= Leo Fennessy =

Australian politician

Leo Michael Fennessy (7 June 1907 - 14 February 1992) was an Australian politician.

Fennessy was born at Warrnambool to police superintendent Pierce Fennessy and Mary Kenafick. He attended St Thomas' Christian Brothers College at Clifton Hill and became a boot trader in 1922. He also farmed at Trayning, Western Australia, with his brother, until the Great Depression forced them to sell; he mined for gold at Wiluna until 1939, when he enlisted in the Australian Imperial Force, serving in the Mediterranean and Middle East Theatre from 1942 to 1944. He married Celestine Vosti on 17 February 1940, with whom he had a daughter.

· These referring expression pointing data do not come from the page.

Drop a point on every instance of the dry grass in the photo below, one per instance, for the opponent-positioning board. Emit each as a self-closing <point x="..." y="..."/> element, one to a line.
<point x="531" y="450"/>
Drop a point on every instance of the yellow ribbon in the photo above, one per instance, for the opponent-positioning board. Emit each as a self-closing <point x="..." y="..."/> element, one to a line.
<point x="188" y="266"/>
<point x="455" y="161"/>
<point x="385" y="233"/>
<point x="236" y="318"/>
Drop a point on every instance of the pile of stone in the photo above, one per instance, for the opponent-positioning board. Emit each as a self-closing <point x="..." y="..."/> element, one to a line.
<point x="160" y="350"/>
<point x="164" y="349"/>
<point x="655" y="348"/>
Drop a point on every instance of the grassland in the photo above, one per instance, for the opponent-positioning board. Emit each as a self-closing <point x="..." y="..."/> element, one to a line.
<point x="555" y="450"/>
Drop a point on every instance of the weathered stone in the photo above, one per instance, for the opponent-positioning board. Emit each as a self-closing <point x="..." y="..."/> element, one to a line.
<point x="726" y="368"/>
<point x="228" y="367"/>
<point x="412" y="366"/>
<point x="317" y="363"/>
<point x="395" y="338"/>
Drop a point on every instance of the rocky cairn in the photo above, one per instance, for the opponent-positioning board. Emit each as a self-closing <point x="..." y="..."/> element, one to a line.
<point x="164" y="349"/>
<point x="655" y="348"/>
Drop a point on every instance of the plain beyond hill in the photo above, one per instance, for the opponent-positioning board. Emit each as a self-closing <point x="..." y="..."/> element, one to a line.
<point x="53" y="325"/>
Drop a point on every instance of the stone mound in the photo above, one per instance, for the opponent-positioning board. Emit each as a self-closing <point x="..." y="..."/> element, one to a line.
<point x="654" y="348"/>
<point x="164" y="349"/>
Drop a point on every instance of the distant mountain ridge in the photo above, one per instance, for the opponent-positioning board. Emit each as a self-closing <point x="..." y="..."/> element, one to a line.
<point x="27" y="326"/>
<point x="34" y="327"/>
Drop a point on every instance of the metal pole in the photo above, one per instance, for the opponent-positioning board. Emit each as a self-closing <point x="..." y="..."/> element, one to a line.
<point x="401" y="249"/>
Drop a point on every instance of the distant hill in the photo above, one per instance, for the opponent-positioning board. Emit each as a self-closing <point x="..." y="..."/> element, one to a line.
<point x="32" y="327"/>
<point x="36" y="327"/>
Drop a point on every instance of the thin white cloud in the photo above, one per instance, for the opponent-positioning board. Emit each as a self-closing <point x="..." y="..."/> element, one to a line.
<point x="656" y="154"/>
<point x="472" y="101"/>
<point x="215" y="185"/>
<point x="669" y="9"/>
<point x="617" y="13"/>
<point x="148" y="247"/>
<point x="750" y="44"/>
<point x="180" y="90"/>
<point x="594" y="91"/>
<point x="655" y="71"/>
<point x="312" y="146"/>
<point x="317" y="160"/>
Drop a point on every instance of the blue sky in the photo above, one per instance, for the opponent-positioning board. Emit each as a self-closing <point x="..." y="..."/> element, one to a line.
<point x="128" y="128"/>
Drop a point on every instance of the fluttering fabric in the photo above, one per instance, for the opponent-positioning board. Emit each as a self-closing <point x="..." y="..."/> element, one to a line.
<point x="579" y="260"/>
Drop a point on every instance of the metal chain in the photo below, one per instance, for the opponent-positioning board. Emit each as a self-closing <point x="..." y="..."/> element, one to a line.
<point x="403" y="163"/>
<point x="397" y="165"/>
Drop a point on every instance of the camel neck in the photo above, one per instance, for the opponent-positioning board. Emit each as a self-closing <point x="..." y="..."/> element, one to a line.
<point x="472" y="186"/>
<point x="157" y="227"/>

On his return in 1944 he was a public servant with the Navy Department until 1950, when he became an industrial officer with the Victorian Federated Clerks' Union. Fennessy increased his activity in the union movement, becoming a Trades Hall Council delegate (1950-54) and Secretary of the ACTU Commonwealth Public Service Steering Committee (1952-55). In 1955 he was elected to the Victorian Legislative Assembly as the Labor member for Brunswick East, serving as a backbencher until 1970. After leaving parliament he was Chairman of the Victorian Environment Protection Council (1970-78) and a member of the Develop Victoria Council (1972-78).